The high-school participants in the Bush Institute's economic debate contested some key budgetary decisions facing the nation that are too often ignored: not the massive expenditures for entitlements such as Social Security, Medicare, and Medicade, but the targeted infrastructure investments that politicians kick down the road until an emergency forces the issue. Whether they were debating intercity light rail or inland waterways, the young debaters zeroed in on the costs and benefits of expenditures that lack the visible constituencies that make posturing easy in a politicized environment.
By the time the contestants reached the quarter finals, late Saturday afternoon, arguments had sharpened, and facts and supporting evidence had accumulated on both sides. To an impartial observer, the pros were matched by the cons, and vice versa. If river locks fail,for example (as one recently failed on the Mississippi), can goods that are usually transported over inland waterways be shipped efficiently by trucks or railroads instead?
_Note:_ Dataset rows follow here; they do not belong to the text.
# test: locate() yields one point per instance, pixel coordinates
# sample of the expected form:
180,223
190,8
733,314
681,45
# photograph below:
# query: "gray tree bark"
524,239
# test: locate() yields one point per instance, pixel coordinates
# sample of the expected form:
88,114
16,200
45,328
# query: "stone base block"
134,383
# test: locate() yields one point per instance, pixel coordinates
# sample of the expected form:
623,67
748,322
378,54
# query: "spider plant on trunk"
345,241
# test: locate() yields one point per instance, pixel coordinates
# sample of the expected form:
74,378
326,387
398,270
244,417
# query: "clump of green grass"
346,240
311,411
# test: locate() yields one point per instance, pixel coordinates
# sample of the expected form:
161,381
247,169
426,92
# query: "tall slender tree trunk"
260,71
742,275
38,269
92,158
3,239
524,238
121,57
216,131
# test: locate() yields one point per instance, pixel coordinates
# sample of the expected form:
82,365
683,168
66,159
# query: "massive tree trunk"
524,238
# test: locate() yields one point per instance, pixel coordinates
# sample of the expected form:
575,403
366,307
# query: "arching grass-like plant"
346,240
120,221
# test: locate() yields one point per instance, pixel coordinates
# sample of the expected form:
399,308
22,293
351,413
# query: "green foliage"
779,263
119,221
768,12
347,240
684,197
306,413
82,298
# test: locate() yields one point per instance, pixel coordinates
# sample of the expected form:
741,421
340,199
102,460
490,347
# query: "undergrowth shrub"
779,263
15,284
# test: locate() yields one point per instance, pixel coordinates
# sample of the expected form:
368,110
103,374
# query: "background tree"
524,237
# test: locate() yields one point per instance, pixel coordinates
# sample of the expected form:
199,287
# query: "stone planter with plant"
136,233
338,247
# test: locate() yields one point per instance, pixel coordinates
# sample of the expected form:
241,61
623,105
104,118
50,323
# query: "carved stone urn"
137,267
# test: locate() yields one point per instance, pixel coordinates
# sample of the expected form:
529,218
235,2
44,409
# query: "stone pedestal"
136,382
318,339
If not, as with any federal expenditure, the questions "How much will it cost?" and "Is it worth the cost?" arise. And if Washington pays for repairs throughout the waterway system, does this pose a challenge to federalism? Should investments be made instead at the state or local level, or even through private sources? Is the Army Corps of Engineers' lengthy backlog of unfinished projects a reason not to spend on infrastruture? And so on.
None of these questions will be settled in a scholastic debate. But the focus brought to bear by the high-school rhetoricians would be a credit to a Beltway think tank.